Custom registration form for WordPress

How to create custom registration form for your WordPress site to register users with a specific user role and optionally custom user meta data.

This article explains how to setup and configure your custom Registration form for WordPress. In most use cases a registration form will work in combination with a Login and Lost password form so you may also be interested on how setup a Login form and or Lost password form.

A demo form is available under Super Forms > Demos named "Register form" which should help to quickly get a working Registration form up and running.

Creating a custom WordPress registration form

Important: Your form must contain fields named user_email (E-mail address) and optionally a user_login (username) field. Note that a Password field exactly named user_pass should be added, otherwise a random password will be generated on the fly instead. You are also strongly advised to not store or save the password field since for most use cases this is not desired. However Super Forms does give you the ability to do so. So please double check that your password field is not saved as Contact Entry data, and that you are excluding it from E-mails.

First edit your form and navigate to Form Settings > Register & Login. From the Actions option choose Register a new user. You should now see all settings that relate to registering a new user. Make sure to configure all the options that fits your use case.

Verification of E-mail address

In case you enable the option to send a verification E-mail to the user, you must make sure you added the Verification Code element to your login form as described here.

Defining the login page URL

Make sure to define the Login page URL so that it points to the URL where the Login form is located, for instance: as shown in the image below. This URL can be retrieved with the tag {register_login_url} inside your E-mails if needed.

Please understand that the status of an account is not the same thing as the verification of the E-mail address. Whenever you have a form that has no verification requirement for the E-mail address, and the status is set to "Active" by default after registration, the user can login instantly after registration.

Hiding the default WordPress toolbar for the user

If you wish to hide the default WordPress toolbar to the user when they are logged in, you can uncheck the setting Show Toolbar when viewing site (enabled by default).

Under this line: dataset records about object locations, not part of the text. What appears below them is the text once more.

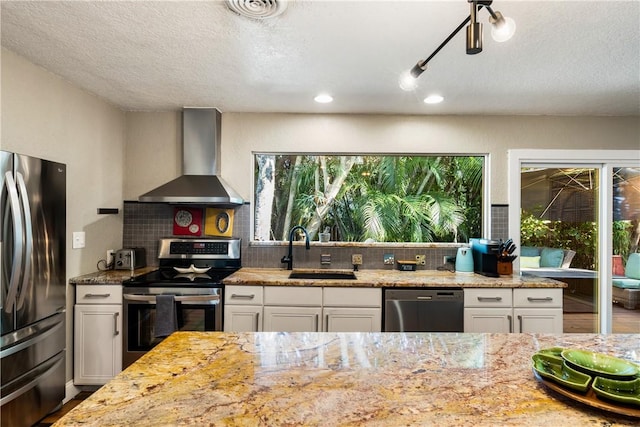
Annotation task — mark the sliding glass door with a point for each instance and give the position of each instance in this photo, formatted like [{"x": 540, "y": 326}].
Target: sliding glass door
[
  {"x": 559, "y": 235},
  {"x": 625, "y": 290},
  {"x": 575, "y": 216}
]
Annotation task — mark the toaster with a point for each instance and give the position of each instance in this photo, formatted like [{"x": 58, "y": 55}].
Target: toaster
[{"x": 130, "y": 259}]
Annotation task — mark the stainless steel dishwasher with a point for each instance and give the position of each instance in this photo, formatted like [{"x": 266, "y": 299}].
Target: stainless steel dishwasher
[{"x": 423, "y": 310}]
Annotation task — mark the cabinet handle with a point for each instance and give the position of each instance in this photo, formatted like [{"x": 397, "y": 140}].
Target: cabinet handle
[
  {"x": 240, "y": 296},
  {"x": 97, "y": 295},
  {"x": 115, "y": 323},
  {"x": 489, "y": 298}
]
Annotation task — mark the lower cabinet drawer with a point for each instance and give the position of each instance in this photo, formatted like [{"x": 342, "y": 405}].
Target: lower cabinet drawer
[
  {"x": 98, "y": 294},
  {"x": 488, "y": 297},
  {"x": 293, "y": 296},
  {"x": 352, "y": 297},
  {"x": 243, "y": 295},
  {"x": 537, "y": 297}
]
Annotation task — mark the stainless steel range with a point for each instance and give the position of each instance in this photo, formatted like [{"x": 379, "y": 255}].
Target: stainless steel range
[{"x": 191, "y": 271}]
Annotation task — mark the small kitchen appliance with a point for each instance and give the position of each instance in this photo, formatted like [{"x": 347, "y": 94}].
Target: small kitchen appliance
[
  {"x": 485, "y": 256},
  {"x": 464, "y": 261},
  {"x": 191, "y": 270},
  {"x": 130, "y": 259}
]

Saving custom user meta data

If you require to store some custom user meta data, for instance in combination with a custom plugin or perhaps ACF (Advanced Custom Fields) plugin, you can define each user meta data under the setting Save custom user meta. Simply put each field and it's corresponding meta key on a new line. For instance, by default WordPress users do not have a "Age" field. If you ask the user for their age (or birthdate) on the registration form, you can map it like so:


In the above example age is the fieldname in our form, and field_6424a30691ebb is the meta key. If you use a plugin like ACF for custom user profile fields, you can find the meta key for your field under the column "Key" as shown below.

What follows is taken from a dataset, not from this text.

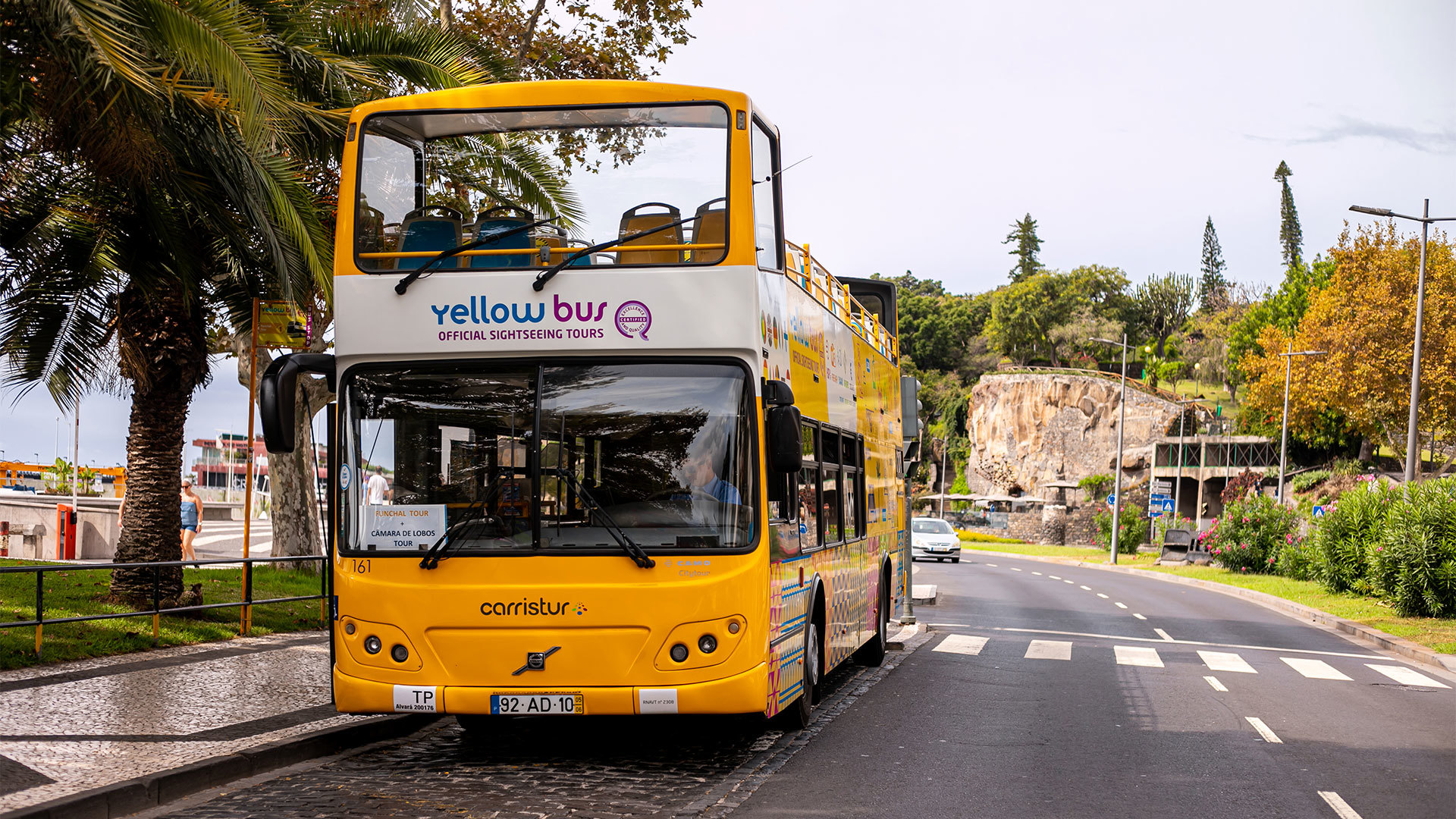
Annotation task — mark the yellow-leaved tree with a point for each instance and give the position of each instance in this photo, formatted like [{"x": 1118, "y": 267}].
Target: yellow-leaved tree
[{"x": 1365, "y": 318}]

Manually approving registrations

It is also possible to manually approve registrations. To do so, you will want to change the User login status after registration from "Active (default)" to the option "Pending". Now whenever a user registers (and optionally verified their E-mail address) their account won't be active yet. When they try to login they will see the message that their account is being reviewed before becoming activated.

Block user accounts

Super Forms also provides you an extra option to completely block a specific user from being able to login until further notice. You can for instance change the User login status after registration setting to Blocked for any new registrations. Alternatively you can change any existing user's status to Blocked by editing the user and changing the User status to Blocked as shown below:

Allowing registration without entering a password

To create a registration form where a user doesn't require to enter a password, simply remove (or make sure to not add) a Password element. That way Super Forms will generate a new password for the user on the fly.

Don't forget to provide the generated password inside the E-mail with the use of tags {user_pass} or{register_generated_password} so that they can actually login.

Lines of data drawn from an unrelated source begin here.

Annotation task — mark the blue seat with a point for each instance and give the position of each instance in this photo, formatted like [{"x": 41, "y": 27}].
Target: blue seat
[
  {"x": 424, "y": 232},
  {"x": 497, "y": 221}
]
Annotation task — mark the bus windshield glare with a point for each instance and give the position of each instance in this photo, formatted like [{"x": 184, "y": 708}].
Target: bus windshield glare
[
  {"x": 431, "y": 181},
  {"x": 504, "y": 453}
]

This way you could have a registration form that only consists of a E-mail field named user_email (and optionally a user_login field if you wish to have the username different from the email address which might be desired in some cases).

Sending an "Account approved" E-mail to the user

For this to work you must first define the User login status after registration to "Pending". As shown in the image below. When using this method, you may also want to enable the option so that a new random password is being generated for the user upon approving. If you leave this unchecked, you might want to delete the row that displays the users password inside the E-mail since the user should know their password already. Alternatively you could add an extra link to the E-mail that points to your Lost password/Reset password form in case they forgot their E-mail. However, your login form should (in normal use cases) already contain a link to the Lost password form. So this might be redundant.

Skipping the registration conditionally

Perhaps you only want the form to register a new user based on a specific condition. In this case you can enable the following option (see image below) and place your user_email and or user_login inside a Column and conditionally hide the column.

This allows you to skip the registration whenever you don't require the form submitter to become registered or create a new account. But still allow the form to be submitted.